Chapitre II
 
     
 
Épisode 002
 
     
 

Claude déplaça de quelques millimètres une assiette de pâtisseries et contempla, satisfaite, l’ensemble du buffet. Le traiteur avait tenu ses promesses. Original et appétissant. Tout en s’assurant que personne ne l’observait, elle puisa dans le plat de petits sandwichs. Elle adorait ceux au saumon. Autant en profiter avant que les invités les dévorent. C’est étrange comme des personnes aussi distinguées, des amateurs d’Art Chic, ceux qui évoluent dans le luxe et la beauté, peuvent se révéler vulgaires devant un repas gratuit. Une fois de plus, elle se dit que les vernissages devraient être payants. Mais pour appâter le client, il faut jouer l’opulence.

Finalement cet argent gaspillé, elle s’en fichait, ce n’était pas le sien. C’était celui d’Edouard et de Florence, ses patrons.

Ils n’étaient pas encore arrivés, ce qui ne la surprenait pas. « Claude, vous vous occupez de tout, n’est-ce pas ? Vous le faites si bien. Florence est incapable de gérer ces détails pratiques. » Mais bien sûr Edouard, pas de problème, allez vous bichonner pendant que je m’occupe de l’intendance, soyez frais et dispos pour susurrer des flatteries aux gros pleins de fric.
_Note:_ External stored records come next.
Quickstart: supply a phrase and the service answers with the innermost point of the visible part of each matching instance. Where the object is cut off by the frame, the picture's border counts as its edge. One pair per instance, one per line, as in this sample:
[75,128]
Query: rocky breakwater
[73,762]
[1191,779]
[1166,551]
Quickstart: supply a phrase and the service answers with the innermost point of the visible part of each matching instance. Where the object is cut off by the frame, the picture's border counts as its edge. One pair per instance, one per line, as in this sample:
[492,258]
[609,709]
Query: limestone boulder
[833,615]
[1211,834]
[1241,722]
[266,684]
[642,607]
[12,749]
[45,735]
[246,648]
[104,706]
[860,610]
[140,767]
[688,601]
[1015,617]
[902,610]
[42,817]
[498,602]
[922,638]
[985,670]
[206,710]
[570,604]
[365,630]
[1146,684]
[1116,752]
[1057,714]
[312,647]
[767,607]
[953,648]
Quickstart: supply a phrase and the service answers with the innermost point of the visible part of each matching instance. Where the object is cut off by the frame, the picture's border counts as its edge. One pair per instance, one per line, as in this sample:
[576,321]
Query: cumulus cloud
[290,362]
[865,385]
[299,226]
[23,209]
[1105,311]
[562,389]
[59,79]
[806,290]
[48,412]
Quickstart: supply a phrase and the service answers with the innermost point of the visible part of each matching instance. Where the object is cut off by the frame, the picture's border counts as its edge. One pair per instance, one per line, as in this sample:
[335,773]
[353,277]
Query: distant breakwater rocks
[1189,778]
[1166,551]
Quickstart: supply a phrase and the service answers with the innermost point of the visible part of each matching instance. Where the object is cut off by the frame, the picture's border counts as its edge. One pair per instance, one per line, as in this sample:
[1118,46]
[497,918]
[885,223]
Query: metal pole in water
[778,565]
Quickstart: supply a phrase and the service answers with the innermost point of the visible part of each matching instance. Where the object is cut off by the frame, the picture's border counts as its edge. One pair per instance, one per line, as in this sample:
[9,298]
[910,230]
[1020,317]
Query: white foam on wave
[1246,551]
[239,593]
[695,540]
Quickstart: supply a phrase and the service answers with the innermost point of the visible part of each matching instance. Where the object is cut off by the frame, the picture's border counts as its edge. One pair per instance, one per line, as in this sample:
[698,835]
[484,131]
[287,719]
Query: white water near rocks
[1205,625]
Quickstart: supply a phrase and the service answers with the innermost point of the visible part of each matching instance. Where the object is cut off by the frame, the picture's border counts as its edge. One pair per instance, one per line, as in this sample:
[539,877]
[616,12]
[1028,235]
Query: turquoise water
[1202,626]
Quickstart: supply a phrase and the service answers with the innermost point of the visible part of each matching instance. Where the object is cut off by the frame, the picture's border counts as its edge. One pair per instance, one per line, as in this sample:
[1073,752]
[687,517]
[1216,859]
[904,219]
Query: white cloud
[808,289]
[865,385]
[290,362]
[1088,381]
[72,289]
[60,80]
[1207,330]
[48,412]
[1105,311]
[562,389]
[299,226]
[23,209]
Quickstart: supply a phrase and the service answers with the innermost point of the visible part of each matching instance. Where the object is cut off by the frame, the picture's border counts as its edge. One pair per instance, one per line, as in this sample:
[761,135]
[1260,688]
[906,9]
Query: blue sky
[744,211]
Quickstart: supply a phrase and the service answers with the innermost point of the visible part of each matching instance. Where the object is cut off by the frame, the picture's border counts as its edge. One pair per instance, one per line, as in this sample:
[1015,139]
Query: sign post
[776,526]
Mais qu’est-ce qui lui prenait ? Cette amertume ne lui ressemblait pas. Les Maudet étaient ses amis. Il y a cinq ans, lorsqu’elle s’était retrouvée seule avec Lilie, tout le monde avait compati à sa douleur ; témoignages de sympathie, oreilles attentives, moments de peine partagée. Mais une femme seule, ça fait peur. Les invitations s’étaient espacées, pour bientôt cesser. Presque par hasard. Sans remous. On ne se voyait plus et finalement, cela n’avait pas d’importance.

Mais Florence et Edouard ne l’avaient jamais abandonnée. Ils s’étaient montrés attentionnés sans pour autant devenir envahissants. A cette époque, le père d’Edouard, ancien propriétaire de la galerie, venait de mourir lui léguant l’ensemble de la collection. Pourquoi ne viendrait-elle pas travailler avec eux ? Ils avaient besoin de quelqu’un pour organiser les ventes aux enchères. Non, ils ne lui offraient pas la charité, mais un travail à la hauteur de ses compétences, elle possédait une licence en histoire de l’art, n’est-ce pas ?

Un claquement suivi d’exclamations débridées la tira de ses réflexions. Claude se dirigea vers l’entrée pour accueillir les Maudet qui pestaient contre ce sale temps, cette pluie incessante qui inondait la ville depuis des jours. Très mauvais pour les tapis qui vont, une fois de plus se couvrir de boue. En prenant le parapluie de son patron, Claude lui dit gentiment :

- Allons Edouard, le faux persan de l’entrée ne risque pas grand-chose. Venez admirer le buffet. Tout est prêt.

Florence s’excusa, elle devait vite lancer un coup de fil. Elle en avait pour une minute. Claude surprit le regard agacé d’Edouard. Une tension s’insinua dans la pièce comme un écran de pollen, volatile et tenace.

- Dépêche-toi, ils vont bientôt débarquer.

Ce « ils » impersonnel glaça Claude. Son patron ne méprisait jamais ses clients potentiels. Il semblait furieux contre sa femme. Florence, loin de s’émouvoir par cette attitude, murmura quelques mots à l’oreille de Claude.

- Dès que vous pourrez, venez me rejoindre, j’ai préparé une surprise pour l’anniversaire d’Edouard, soyez discrète, il ne se doute de rien.